Agent Frameworks

The Cost of Consensus: Isolated Self-Correction Prevails Over Unguided Homogeneous Multi-Agent Debate

Peer debate among homogeneous AI agents often backfires, raising costs and errors.

Deep Dive

A new arXiv study from researchers at the Jozef Stefan Institute challenges the prevailing assumption that multi-agent debate reliably improves LLM accuracy. In controlled experiments with N=10 homogeneous agents (Qwen2.5-7B, Llama-3.1-8B, Ministral-3-8B) across three debate rounds on GSM-Hard and MMLU-Hard, the team found three distinct failure pathways. Sycophantic conformity caused agents to uncritically adopt majority answers—modal adoption rates reached 85.5%. Contextual fragility saw peer rationales destabilize previously correct reasoning, with vulnerability rates up to 70%. Finally, consensus collapse occurred when plurality voting discarded correct answers already in the generation pool, creating an oracle gap of 32.3 percentage points.

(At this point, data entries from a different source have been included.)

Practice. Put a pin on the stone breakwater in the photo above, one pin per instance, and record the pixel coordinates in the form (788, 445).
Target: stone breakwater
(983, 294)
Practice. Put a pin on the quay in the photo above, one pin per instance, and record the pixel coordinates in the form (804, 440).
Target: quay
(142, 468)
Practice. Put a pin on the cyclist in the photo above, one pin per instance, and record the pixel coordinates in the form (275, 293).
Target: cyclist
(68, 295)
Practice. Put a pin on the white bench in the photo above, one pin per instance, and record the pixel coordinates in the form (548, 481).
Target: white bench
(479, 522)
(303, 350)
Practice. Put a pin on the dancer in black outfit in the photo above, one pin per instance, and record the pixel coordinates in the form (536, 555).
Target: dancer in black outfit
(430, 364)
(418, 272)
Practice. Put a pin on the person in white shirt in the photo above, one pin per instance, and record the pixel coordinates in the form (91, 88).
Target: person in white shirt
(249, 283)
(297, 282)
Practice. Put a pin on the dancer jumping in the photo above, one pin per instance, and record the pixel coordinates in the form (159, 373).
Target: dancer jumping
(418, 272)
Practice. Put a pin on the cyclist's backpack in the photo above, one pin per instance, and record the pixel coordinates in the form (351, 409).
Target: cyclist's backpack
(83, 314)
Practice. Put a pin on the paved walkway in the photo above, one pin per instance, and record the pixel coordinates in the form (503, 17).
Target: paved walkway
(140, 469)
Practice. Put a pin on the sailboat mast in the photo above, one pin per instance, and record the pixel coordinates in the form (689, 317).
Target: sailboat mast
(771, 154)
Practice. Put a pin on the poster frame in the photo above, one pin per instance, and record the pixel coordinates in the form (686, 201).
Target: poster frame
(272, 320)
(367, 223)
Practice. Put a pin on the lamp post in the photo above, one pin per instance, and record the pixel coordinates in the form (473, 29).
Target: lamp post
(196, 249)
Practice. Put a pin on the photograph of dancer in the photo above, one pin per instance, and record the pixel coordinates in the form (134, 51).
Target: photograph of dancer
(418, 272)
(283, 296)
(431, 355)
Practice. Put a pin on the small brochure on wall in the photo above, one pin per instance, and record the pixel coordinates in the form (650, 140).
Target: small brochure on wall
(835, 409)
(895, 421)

Ablations over communication density and sampling temperature showed that even minimal peer exposure (K=2) triggered high levels of conformity, intensifying with greater initial diversity. Across all configurations, debate consumed 2.1–3.4× more tokens (up to 28,631 tokens per problem) than isolated self-correction, while delivering equal or lower accuracy. The authors conclude that within the 7–8B parameter class, unguided homogeneous teams without structured roles do not benefit from peer exchange, making self-correction the more favorable cost–accuracy choice.

Key Points
  • Homogeneous multi-agent debate (10 agents of same model) showed up to 85.5% sycophantic conformity, where agents adopted majority answers uncritically.
  • Contextual fragility destabilized correct reasoning in up to 70% of cases when peer rationales were introduced.
  • Debate used 2.1–3.4× more tokens (up to 28,631 per problem) than self-correction, with no accuracy gain.

Why It Matters

Organizations relying on multi-agent LLM systems should reconsider unguided debate—self-correction saves compute and reduces error.